Result Interpretation

A positive nitrite reduction is denoted by the appearance of a deep red color change after the addition of Nitrate Reagents A and B. Lack of color development denotes a presumptive negative nitrite reduction test. Development of a red color following the addition of Nitrate Reagent C (zinc dust), confirms the negative nitrite reduction test obtained in the first phase of the test. Lack of color development after the addition of zinc dust indicates that the nitrate was reduced beyond the nitrite reaction to nitrogen gas and constitutes a positive nitrate reduction reaction.
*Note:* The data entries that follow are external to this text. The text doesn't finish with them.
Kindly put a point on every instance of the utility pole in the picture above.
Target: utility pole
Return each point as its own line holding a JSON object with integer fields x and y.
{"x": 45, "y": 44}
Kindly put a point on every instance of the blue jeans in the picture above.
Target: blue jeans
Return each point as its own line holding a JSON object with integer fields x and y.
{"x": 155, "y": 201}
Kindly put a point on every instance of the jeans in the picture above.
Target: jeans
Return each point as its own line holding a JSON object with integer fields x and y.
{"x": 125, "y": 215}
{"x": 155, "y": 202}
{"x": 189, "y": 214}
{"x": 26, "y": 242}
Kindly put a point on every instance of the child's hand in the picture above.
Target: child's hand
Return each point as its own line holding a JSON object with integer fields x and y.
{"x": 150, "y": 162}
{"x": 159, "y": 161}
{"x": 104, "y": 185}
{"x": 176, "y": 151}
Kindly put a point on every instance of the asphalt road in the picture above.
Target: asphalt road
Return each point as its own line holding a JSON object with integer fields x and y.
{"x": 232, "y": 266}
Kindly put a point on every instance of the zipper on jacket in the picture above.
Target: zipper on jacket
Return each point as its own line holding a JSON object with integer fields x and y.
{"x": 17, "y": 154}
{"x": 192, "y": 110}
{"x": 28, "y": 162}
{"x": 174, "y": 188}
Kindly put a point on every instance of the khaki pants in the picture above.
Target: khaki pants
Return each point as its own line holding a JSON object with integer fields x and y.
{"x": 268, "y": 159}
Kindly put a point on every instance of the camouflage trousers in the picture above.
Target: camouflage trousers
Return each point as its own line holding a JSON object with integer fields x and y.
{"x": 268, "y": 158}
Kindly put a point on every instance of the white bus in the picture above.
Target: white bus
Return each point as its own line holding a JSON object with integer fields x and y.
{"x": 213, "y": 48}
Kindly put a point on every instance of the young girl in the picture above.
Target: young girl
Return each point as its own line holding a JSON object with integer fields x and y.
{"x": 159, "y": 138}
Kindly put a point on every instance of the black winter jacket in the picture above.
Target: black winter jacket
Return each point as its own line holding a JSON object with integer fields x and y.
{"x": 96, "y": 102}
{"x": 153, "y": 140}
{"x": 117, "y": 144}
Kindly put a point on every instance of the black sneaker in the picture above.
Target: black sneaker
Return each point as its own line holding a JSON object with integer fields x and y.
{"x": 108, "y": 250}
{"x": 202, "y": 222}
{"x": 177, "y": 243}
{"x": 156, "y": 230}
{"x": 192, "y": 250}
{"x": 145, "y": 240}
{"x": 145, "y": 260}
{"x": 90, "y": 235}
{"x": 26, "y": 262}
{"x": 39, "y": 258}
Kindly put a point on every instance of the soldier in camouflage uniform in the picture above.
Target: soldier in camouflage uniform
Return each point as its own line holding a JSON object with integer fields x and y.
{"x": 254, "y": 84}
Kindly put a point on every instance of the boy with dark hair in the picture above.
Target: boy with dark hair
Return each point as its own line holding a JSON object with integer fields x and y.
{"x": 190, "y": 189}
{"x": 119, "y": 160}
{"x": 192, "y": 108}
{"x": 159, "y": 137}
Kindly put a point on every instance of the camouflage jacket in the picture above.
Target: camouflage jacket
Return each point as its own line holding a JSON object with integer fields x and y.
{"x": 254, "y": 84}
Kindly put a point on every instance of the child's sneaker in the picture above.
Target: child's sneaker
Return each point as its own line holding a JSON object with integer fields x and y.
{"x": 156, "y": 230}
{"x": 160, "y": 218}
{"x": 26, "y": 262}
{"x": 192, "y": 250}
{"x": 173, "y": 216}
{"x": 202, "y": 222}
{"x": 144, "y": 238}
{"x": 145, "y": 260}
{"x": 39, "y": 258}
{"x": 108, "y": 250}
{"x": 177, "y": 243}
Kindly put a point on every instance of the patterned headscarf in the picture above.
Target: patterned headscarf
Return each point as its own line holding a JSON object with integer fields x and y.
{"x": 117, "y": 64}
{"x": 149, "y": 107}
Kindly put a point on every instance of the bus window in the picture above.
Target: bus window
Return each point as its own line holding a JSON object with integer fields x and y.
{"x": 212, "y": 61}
Uses Of Nitrate Reduction Test

• All members of the Enterobacteriaceae family reduce nitrate, but some members further metabolize nitrite to other compounds. It is thus used to differentiate members of Enterobacteriaceae that produce enzyme nitrate reductase from Gram negative bacteria that do not produce the enzyme nitrate reductase.
• The reduction of nitrate may be coupled to anaerobic respiration in some species.
• It is used in differentiating Mycobacterium
• Identifying species of Neisseriaand separating them from Moraxella and Kingella The nitrate reduction test is a critical test for differentiating between N. gonorrhoeae and K. denitrificans, particularly when strains of K. denitrificans appear to be gram-negative diplococci in stained smears.
• Facilitating species identification of Corynebacterium

Limitations

• The nitrate reduction test may be used as an aid in the identification of bacteria. Additional biochemical testing using pure culture is recommended for complete identification.
• Due to the possible presence of nitrite in the culture media, a low nitrite media such as Nitrate Agar or Nitrate Broth should be used for the nitrate reduction test.
• A negative zinc reduction (no color change) test, in combination with a negative nitrite reaction, is presumptive indication that the nitrate was reduced beyond the nitrite stage. Although a very common end product of nitrite reduction is nitrogen gas, other end products may be formed. Additional testing may be required to determine the final end products of the reaction.
• To avoid false-negative nitrite reduction reactions, negative nitrite reactions must be verified by the addition of zinc dust to the medium.
• Excess zinc dust has been reported to cause false-positive nitrite reduction reactions due to complete reduction of previously unreduced nitrate to ammonia.

Further References

1.   Anderson, N.L., et al. Cumitech 3B; Quality Systems in the Clinical Microbiology Laboratory, Coordinating ed., A.S. Weissfeld. American Society for Microbiology, Washington, D.C.
2. Versalovic, J., et al. Manual of Clinical Microbiology. American Society for Microbiology, Washington, D.C.
3. Tille, P., et al. Bailey and Scott’s Diagnostic Microbiology, C.V. Mosby Company, St. Louis, MO.
4. Isenberg, H.D. Clinical Microbiology Procedures Handbook, Vol. I, II & III. American Society for Microbiology, Washington, D.C.
5. Koneman, E.W., et al. Color Atlas and Textbook of Diagnostic Microbiology, J.B. Lippincott Company, Philadelphia, PA.
6. MacFaddin, J.F. Biochemical Tests for Identification of Medical Bacteria,, Lipincott Williams & Wilkins, Philadelphia, PA.